Vilmar Macari – Poderia voltar a ministrar aulas se tivesse tempo disponível. A juventude de certa maneira me seduz. E junto deles também posso rejuvenescer. Não há nada mais prazeroso do que proporcionar e ensinar algo a um jovem. O futuro do Brasil e do mundo são eles. O Brasil precisa acima de tudo de mais educação, ter um povo que transborda cultura. Porque quando se tem um povo com esses dois benefícios, temos também segurança pública, saúde e despertamos uma confiança diferente. Quanto mais estudarmos, mais desempenhamos o trabalho com facilidade pelo grau de competência que estamos adquirido dentro daquilo que estamos fazendo.

Notisul – Falta algo ainda que não tenha feito e necessite fazer?
Vilmar Macari – Acredito que não me falta nada. Quero muito é dar continuidade no meu trabalho e fazer o bem para as pessoas. O meu desejo é me sentir útil para a sociedade e desta maneira, o meu próximo se sentir amparado por aquilo que posso fazer. Se não há a possibilidade de realizar mil atividades, que faça cem ou dez, porém, se espera que as minhas ações levem alegria, satisfação e conhecimento e acima de tudo a amizade. O mundo precisa de paz e temos que batalhar por isso. Nada adianta ter um boi gordo junto de 40 piranhas.

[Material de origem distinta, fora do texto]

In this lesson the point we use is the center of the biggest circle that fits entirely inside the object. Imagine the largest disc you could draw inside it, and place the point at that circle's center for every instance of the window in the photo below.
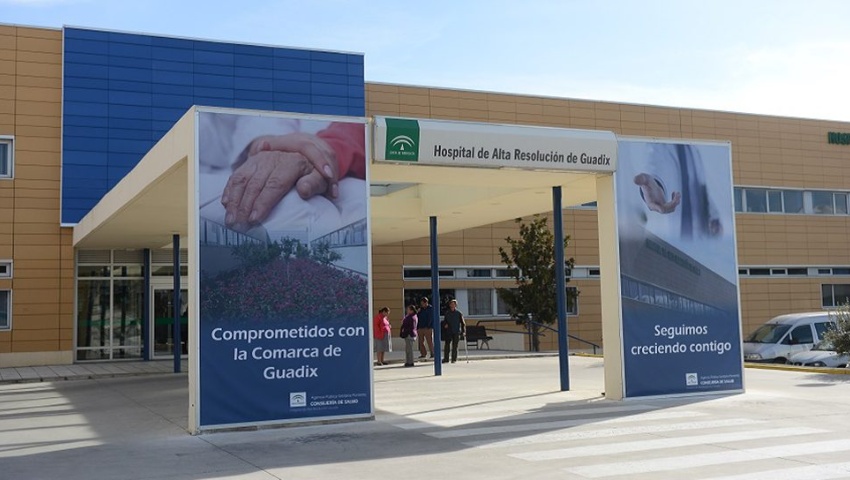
(5, 309)
(480, 301)
(822, 203)
(774, 201)
(762, 200)
(7, 156)
(501, 306)
(479, 273)
(793, 200)
(412, 296)
(6, 269)
(835, 294)
(426, 273)
(756, 200)
(572, 301)
(840, 203)
(823, 327)
(801, 334)
(505, 272)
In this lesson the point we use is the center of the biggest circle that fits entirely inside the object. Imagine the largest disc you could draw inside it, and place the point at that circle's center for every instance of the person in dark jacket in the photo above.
(455, 326)
(425, 330)
(408, 333)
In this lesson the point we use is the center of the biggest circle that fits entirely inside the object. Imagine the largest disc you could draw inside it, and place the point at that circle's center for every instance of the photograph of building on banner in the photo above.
(681, 328)
(283, 243)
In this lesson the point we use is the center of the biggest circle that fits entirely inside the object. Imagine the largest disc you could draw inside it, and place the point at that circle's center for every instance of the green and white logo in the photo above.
(402, 139)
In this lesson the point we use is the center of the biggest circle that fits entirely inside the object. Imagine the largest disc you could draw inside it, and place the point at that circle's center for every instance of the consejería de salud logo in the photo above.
(402, 140)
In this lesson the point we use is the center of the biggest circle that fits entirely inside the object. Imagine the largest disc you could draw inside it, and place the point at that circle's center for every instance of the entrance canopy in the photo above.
(150, 204)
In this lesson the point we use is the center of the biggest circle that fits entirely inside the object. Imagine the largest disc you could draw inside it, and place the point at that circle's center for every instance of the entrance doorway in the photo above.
(162, 321)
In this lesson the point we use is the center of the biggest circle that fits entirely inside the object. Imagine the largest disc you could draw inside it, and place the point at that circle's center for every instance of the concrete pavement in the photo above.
(487, 419)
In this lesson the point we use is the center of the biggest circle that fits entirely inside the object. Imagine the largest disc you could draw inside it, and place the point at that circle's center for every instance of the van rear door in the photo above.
(822, 327)
(800, 339)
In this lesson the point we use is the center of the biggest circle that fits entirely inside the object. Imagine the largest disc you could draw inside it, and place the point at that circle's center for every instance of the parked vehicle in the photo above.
(821, 355)
(784, 335)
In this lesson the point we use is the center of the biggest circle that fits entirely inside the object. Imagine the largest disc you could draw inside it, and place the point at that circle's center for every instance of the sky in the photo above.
(773, 57)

O sol nasceu para todos. Afinal, todos têm direito de ser um bom advogado, jornalista, contador e psicóloga, por exemplo. Desde que essas funções sejam desenvolvidas com critérios, determinação, ética e prazer aí à situação flui melhor.

Notisul – Traçaria outro caminho ou enfrentaria mais uma vez o trajeto percorrido desde a sua infância?
Vilmar Macari – Faria tudo de novo. Constituiria a minha família da mesma forma, passaria fome e trabalharia carregando e descarregando carga. Aprendi muito no meu passado e atualmente continuo aprendendo. O meu conselho para as pessoas mais jovens é que para conquistar algo precisamos ter amor, vontade, paciência, dedicação e humildade. O ser humano precisa ter esse último adjetivo em demasia e saber que nem tudo é uma competição, mas uma atividade. E neste trabalho muitas vezes não temos o discernimento de decidirmos na hora, mas em boa parte dele a paciência servirá para buscar as respostas para executar aquilo que nos foi confiado. Acima de mim tem muitos e abaixo também. Por isso é necessário ser humilde. Não conseguiremos a perfeição de nada, mas temos sempre que buscá-la.

Notisul – São 36 anos em uma empresa com outros sócios. Como é o trabalho em sociedade e qual a importância dos colaboradores?
Vilmar Macari – São 30 funcionários capacitados. Éramos três sócios, porém um deles se aposentou e deixou a empresa. Nunca tivemos um problema sério ou briga. Em uma sociedade é necessário contemplar a harmonia. Para comandar o escritório é preciso participar ativamente do processo e ter em seus funcionários o maior patrimônio que a empresa pode ter. O computador ou a mesa não podem ser vistos desta maneira. Dou aos meus colaboradores o mesmo tratamento recebido pela minha família. E comandar uma empresa dentro deste nível é maravilhoso. Tenho que chegar no mínimo junto com os primeiros e sair com os últimos. Desta forma, eles se sentem protegidos e eu também me sinto assim. Não tem ninguém melhor do que o outro. Dentro de uma hierarquia todos somos importantes, um complementa o trabalho do outro. Só tenho elogios aos meus funcionários.